1. A composition comprising at least one expression vector, wherein the at least one expression vector comprises a nucleic acid comprising:

(a) at least one polynucleotide sequence selected from the group consisting of: SEQ ID NO: 1-SEQ ID NO: 30 or a sequence complementary thereto;
(b) at least one polynucleotide sequence comprising a conservative variation of a polynucleotide sequence of (a);
(c) at least one polynucleotide encoding a polypeptide sequence selected from the group consisting of SEQ ID NO: 31-SEQ ID NO: 60, or conservative variations thereof;
(d) at least one polynucleotide sequence that hybridizes under stringent conditions to a polynucleotide sequence of (a) or (b);
(e) at least one polynucleotide that is at least about 70% identical to a polynucleotide sequence of (a), or (b); or,
(f) at least one polynucleotide sequence comprising at least 10 contiguous nucleotides of a polynucleotide sequence selected from the group consisting of: SEQ ID NO: 1-SEQ ID NO: 30, or a sequence complementary thereto.

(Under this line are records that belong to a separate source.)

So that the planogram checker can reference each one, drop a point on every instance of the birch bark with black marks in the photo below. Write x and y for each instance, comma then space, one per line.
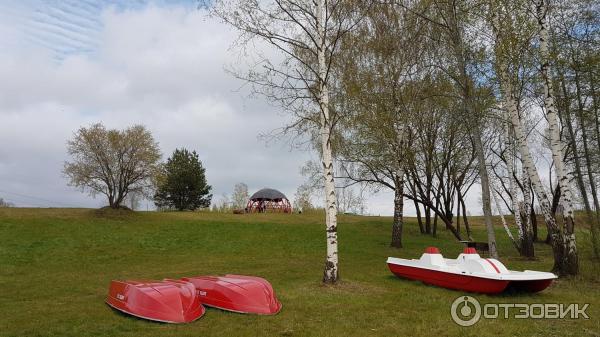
569, 264
330, 274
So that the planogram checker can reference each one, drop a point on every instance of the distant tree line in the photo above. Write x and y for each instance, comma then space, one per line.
125, 165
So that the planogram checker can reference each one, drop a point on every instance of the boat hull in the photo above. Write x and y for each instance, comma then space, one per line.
237, 293
162, 301
529, 286
449, 280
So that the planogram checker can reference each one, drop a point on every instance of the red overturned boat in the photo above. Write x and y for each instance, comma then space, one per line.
169, 301
469, 272
237, 293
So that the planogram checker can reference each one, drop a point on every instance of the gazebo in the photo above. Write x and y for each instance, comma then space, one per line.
268, 200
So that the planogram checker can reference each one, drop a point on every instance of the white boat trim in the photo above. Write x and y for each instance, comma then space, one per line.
527, 275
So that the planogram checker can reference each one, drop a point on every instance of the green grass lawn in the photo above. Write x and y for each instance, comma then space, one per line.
56, 265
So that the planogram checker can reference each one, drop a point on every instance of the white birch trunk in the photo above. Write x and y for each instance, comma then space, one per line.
399, 186
570, 263
499, 209
330, 274
510, 164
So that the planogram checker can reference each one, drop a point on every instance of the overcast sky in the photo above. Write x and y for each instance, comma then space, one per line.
71, 63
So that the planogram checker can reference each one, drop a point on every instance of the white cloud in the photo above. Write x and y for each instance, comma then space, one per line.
158, 66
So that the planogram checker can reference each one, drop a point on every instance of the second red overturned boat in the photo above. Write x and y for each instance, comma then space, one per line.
168, 301
237, 293
469, 272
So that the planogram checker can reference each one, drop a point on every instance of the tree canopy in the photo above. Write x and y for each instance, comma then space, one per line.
181, 183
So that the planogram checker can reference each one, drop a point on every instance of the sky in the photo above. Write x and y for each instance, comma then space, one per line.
71, 63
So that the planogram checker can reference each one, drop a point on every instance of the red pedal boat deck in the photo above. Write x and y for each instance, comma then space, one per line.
468, 272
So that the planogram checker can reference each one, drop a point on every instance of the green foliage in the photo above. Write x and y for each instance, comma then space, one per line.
112, 162
181, 184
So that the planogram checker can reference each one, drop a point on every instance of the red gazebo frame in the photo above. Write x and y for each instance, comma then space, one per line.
269, 206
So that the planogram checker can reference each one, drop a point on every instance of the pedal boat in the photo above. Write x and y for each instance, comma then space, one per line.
469, 272
237, 293
168, 301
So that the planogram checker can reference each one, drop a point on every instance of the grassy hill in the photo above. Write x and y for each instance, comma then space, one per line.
56, 264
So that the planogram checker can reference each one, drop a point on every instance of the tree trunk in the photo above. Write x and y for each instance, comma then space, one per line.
330, 274
569, 264
398, 213
510, 163
589, 170
485, 191
527, 247
427, 219
465, 219
595, 224
419, 218
458, 210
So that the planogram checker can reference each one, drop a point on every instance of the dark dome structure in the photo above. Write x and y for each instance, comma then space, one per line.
268, 200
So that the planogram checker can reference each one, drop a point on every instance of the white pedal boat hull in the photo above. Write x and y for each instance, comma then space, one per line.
469, 272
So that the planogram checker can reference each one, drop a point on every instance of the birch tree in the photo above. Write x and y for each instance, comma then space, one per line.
295, 72
570, 263
505, 16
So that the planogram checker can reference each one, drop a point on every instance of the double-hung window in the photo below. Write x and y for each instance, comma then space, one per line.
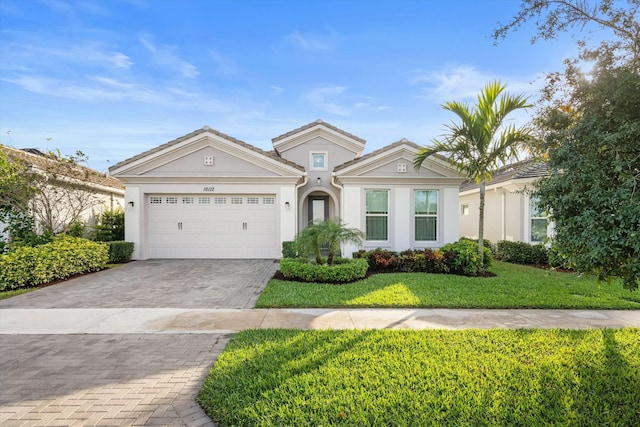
377, 214
538, 221
426, 215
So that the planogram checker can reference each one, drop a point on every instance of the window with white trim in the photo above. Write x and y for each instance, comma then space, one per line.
426, 215
318, 161
537, 220
377, 214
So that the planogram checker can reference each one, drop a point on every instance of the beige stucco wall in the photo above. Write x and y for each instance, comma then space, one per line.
505, 215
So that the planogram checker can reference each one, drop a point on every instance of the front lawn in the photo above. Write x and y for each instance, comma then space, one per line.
431, 377
514, 286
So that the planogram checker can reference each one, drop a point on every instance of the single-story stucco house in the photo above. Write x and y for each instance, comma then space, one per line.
72, 191
209, 195
510, 212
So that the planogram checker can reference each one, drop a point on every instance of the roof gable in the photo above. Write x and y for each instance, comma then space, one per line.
524, 171
320, 129
49, 162
185, 156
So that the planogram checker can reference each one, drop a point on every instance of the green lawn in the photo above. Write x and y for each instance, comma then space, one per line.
431, 377
14, 292
515, 286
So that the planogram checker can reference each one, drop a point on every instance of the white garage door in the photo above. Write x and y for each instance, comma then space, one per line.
220, 226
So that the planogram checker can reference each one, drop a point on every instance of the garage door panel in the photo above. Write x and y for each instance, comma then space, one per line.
221, 226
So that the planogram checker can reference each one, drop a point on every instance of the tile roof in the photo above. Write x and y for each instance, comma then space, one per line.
44, 161
389, 147
529, 168
270, 154
318, 122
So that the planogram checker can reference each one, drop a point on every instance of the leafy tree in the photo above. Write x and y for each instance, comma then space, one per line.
63, 194
589, 134
110, 226
617, 18
481, 141
593, 191
330, 234
17, 188
17, 184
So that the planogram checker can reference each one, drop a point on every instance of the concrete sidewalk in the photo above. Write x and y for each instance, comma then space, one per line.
223, 321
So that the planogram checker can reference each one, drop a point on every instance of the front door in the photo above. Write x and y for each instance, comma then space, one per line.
318, 209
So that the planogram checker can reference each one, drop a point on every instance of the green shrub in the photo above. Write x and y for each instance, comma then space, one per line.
64, 257
342, 270
289, 250
382, 260
458, 258
557, 259
422, 261
120, 251
110, 226
485, 242
76, 229
522, 253
462, 257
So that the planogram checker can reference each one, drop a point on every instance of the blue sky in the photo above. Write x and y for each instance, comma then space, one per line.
114, 78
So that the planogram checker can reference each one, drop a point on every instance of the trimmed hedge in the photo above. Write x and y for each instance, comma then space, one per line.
463, 257
64, 257
458, 258
289, 249
306, 270
522, 253
120, 251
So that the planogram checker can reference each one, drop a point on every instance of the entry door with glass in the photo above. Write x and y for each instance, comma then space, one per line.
318, 209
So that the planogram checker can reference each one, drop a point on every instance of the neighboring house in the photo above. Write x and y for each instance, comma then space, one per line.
71, 190
208, 195
510, 212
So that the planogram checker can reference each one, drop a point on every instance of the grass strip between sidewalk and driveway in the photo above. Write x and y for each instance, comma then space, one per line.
514, 286
431, 377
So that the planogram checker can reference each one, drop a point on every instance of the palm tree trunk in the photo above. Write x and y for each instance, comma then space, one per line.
481, 229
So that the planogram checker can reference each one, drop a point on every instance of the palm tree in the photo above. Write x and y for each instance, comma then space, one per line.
331, 234
481, 142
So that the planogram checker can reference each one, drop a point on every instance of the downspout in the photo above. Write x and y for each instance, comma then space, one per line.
305, 180
503, 212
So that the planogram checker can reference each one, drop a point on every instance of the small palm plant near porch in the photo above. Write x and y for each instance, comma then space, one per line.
328, 235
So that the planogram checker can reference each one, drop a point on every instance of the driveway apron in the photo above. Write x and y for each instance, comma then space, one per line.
122, 379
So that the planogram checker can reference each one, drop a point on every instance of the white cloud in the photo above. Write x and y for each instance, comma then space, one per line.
464, 82
334, 99
165, 56
52, 54
312, 42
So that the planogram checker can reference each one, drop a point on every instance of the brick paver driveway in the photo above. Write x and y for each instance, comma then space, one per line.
133, 379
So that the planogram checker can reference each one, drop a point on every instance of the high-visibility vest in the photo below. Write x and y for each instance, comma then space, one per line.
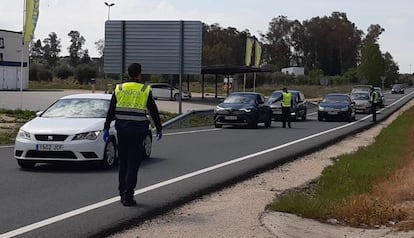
374, 97
287, 100
132, 100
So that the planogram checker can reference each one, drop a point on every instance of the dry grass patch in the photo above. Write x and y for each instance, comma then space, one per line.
391, 201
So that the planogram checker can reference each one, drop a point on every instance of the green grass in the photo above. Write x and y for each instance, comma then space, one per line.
351, 174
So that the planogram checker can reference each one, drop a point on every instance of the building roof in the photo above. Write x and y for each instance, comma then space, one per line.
230, 69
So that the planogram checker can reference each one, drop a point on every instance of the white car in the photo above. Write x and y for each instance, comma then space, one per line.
70, 130
166, 91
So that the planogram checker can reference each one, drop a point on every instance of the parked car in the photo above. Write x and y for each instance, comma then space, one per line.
363, 87
299, 108
166, 91
336, 106
243, 109
362, 101
70, 130
381, 98
397, 88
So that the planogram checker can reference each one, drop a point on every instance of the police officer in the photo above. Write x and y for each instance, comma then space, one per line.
129, 105
374, 102
287, 101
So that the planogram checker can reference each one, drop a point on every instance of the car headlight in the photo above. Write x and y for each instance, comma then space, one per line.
91, 135
23, 135
245, 109
218, 109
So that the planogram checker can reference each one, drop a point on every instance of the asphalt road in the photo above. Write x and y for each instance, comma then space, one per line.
81, 200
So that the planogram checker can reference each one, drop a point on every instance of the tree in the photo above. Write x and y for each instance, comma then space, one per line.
36, 50
372, 64
86, 59
75, 48
223, 46
100, 45
391, 70
278, 42
51, 49
374, 31
331, 43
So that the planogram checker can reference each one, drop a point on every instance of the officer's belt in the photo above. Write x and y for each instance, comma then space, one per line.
131, 114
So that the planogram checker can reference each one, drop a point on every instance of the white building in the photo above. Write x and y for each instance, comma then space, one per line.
11, 58
294, 71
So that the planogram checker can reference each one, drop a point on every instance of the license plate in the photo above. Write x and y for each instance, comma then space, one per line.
49, 147
230, 117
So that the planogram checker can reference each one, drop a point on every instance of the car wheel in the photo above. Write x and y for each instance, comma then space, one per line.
109, 159
147, 143
320, 118
26, 164
350, 118
304, 115
268, 122
252, 124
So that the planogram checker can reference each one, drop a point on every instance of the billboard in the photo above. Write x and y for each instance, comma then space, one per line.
161, 47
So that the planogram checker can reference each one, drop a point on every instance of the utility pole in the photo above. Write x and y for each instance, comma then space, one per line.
109, 5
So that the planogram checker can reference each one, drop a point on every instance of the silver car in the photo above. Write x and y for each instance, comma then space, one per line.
362, 101
70, 130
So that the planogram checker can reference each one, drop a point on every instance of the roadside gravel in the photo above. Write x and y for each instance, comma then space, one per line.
240, 210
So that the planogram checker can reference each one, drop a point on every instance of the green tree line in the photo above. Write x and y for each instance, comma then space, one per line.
329, 46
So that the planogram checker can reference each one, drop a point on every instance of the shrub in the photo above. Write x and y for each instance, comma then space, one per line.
84, 73
63, 72
44, 75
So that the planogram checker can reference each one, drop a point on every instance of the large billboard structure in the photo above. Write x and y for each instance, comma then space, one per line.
161, 47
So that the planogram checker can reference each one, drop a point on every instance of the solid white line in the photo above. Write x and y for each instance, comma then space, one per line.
168, 182
156, 186
6, 146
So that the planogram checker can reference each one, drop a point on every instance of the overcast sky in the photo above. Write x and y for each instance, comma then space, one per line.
89, 16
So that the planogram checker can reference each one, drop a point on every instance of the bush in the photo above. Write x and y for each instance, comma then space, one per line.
44, 75
33, 72
63, 72
84, 73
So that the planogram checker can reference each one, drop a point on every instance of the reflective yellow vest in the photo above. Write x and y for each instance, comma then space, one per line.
132, 101
287, 100
374, 97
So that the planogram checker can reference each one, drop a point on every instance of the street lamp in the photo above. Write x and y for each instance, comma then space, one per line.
109, 5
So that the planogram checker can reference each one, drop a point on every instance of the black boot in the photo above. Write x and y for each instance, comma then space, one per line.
127, 199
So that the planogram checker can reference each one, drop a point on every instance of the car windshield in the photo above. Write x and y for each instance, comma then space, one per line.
78, 108
240, 99
277, 96
336, 99
360, 96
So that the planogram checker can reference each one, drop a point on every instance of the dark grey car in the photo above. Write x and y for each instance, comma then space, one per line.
243, 109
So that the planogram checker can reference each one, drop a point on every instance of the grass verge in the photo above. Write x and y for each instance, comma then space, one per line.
355, 190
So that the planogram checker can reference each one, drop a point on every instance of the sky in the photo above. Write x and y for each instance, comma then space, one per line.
88, 18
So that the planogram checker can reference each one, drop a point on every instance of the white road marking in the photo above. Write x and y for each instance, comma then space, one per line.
85, 209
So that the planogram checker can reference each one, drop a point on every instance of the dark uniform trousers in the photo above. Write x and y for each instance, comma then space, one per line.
286, 116
374, 111
130, 152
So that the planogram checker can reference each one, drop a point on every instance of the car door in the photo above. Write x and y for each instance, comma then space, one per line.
263, 107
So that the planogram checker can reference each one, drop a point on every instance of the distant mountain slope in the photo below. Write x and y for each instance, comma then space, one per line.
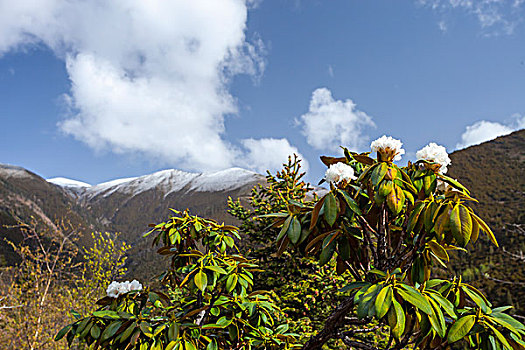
495, 173
25, 195
122, 205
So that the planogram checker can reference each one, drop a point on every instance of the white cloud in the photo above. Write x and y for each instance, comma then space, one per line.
494, 16
332, 123
269, 154
147, 76
484, 130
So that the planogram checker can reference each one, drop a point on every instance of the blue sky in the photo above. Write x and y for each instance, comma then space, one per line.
99, 90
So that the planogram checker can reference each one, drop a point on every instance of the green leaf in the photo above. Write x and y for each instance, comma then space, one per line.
461, 224
315, 212
378, 173
454, 183
110, 330
399, 314
328, 249
350, 202
414, 215
500, 336
476, 298
395, 200
445, 304
106, 314
95, 331
486, 229
284, 229
201, 280
127, 333
383, 301
217, 269
507, 318
294, 231
385, 188
146, 329
438, 250
231, 282
503, 323
460, 328
354, 285
415, 298
171, 345
173, 331
330, 209
437, 320
366, 305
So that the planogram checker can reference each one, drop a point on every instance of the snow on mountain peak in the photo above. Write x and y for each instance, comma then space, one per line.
166, 181
65, 182
227, 179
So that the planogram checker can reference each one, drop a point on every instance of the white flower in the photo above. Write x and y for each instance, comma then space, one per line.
123, 288
388, 147
435, 154
112, 290
338, 172
442, 186
135, 285
118, 288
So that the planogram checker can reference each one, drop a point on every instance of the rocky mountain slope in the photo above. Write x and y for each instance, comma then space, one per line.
123, 205
494, 171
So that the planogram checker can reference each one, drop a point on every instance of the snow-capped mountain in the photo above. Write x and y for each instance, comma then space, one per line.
164, 181
125, 205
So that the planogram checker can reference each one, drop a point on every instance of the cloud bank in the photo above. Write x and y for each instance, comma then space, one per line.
331, 123
269, 154
148, 76
484, 130
495, 16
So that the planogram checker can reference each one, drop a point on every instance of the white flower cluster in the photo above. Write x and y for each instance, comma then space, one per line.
338, 172
389, 148
436, 154
118, 288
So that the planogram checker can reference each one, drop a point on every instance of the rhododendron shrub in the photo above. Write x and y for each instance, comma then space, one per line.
387, 228
384, 229
206, 302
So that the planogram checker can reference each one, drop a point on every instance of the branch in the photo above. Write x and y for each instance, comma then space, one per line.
359, 345
332, 324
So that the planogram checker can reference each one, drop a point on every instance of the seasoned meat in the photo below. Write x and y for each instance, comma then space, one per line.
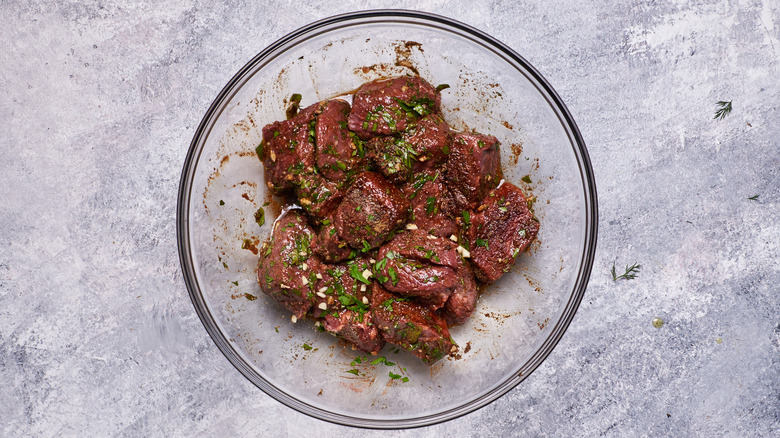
288, 150
286, 261
463, 300
329, 245
423, 146
371, 210
500, 229
410, 325
473, 168
339, 286
432, 204
431, 139
316, 195
388, 106
339, 153
341, 303
358, 329
419, 265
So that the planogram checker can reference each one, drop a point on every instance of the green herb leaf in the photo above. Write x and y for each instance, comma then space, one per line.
430, 205
723, 111
631, 272
260, 216
355, 272
393, 275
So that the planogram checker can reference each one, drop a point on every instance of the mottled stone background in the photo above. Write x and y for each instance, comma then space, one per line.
100, 99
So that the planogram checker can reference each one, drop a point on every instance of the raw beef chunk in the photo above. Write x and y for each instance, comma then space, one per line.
388, 106
410, 325
339, 153
287, 150
473, 168
423, 146
463, 299
341, 303
286, 261
329, 245
371, 210
419, 265
432, 204
500, 229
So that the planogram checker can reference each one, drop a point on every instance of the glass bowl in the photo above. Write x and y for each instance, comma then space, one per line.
518, 320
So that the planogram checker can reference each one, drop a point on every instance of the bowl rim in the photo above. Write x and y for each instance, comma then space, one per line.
557, 331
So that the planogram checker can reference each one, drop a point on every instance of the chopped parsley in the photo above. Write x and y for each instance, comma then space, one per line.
430, 205
398, 376
357, 274
393, 275
260, 216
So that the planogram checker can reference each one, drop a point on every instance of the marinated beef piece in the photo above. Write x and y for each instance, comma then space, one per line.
499, 230
463, 299
329, 245
316, 195
341, 303
288, 150
432, 204
473, 168
358, 329
411, 326
431, 138
339, 155
371, 210
418, 265
424, 145
388, 106
286, 261
339, 286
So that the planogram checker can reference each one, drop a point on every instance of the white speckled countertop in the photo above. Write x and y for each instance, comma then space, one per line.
99, 101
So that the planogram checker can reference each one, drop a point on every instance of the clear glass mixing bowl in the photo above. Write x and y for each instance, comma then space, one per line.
518, 320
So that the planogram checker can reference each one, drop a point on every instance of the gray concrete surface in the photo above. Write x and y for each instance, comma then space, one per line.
99, 101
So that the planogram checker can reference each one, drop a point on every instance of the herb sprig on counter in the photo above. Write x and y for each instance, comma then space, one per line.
723, 111
630, 274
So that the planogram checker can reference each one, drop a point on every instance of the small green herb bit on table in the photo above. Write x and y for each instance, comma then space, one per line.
260, 216
630, 274
723, 111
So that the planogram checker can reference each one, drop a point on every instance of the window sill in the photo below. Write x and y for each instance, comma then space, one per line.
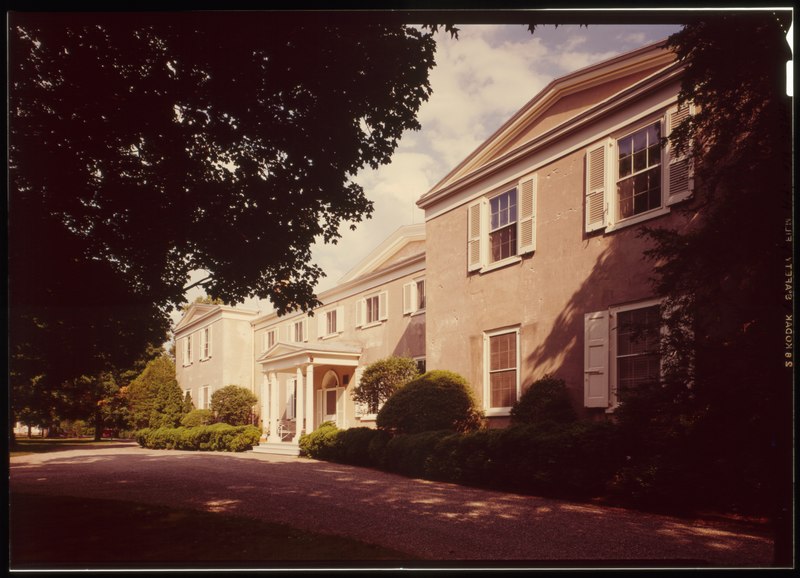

2. The composition of claim 1, wherein the at least one expression vector comprises a promoter operably linked to the nucleic acid comprising the polynucleotide of (a), (b), (c), (d) or (e).

3. The composition of claim 1, wherein the nucleic acid encodes a polypeptide.

4. The composition of claim 1, wherein the polypeptide comprises a polypeptide subsequence of SEQ ID NO: 31-SEQ ID NO: 60.

5. The composition of claim 1, wherein the nucleic acid encodes a sense or antisense RNA.

6. A cell comprising the at least one expression vector of claim 1.

7. The cell of claim 6, which cell expresses a polypeptide selected from the group consisting of SEQ ID NO: 31-SEQ ID NO: 60, and conservative variations thereof.

8. An isolated or recombinant polypeptide comprising:

(a) an amino acid sequence selected from the group consisting of SEQ ID NO: 31-SEQ ID NO: 60, and conservative variants thereof;
(b) an amino acid sequence encoded by a polynucleotide sequence selected from the group consisting of SEQ ID NO: 1 to SEQ ID NO: 30, and conservative variations thereof;
(c) an amino acid sequence encoded by a polynucleotide sequence that hybridizes under stringent conditions to a polynucleotide sequence selected from the group consisting of SEQ ID NO: 1 to SEQ ID NO: 30;
(d) an amino acid sequence encoded by a polynucleotide sequence that is at least about 70% identical to a polynucleotide selected from the group consisting of SEQ ID NO: 1 to SEQ ID NO: 30, or
(e) a polypeptide comprising an amino acid subsequence of (a), (b), (c) or (d).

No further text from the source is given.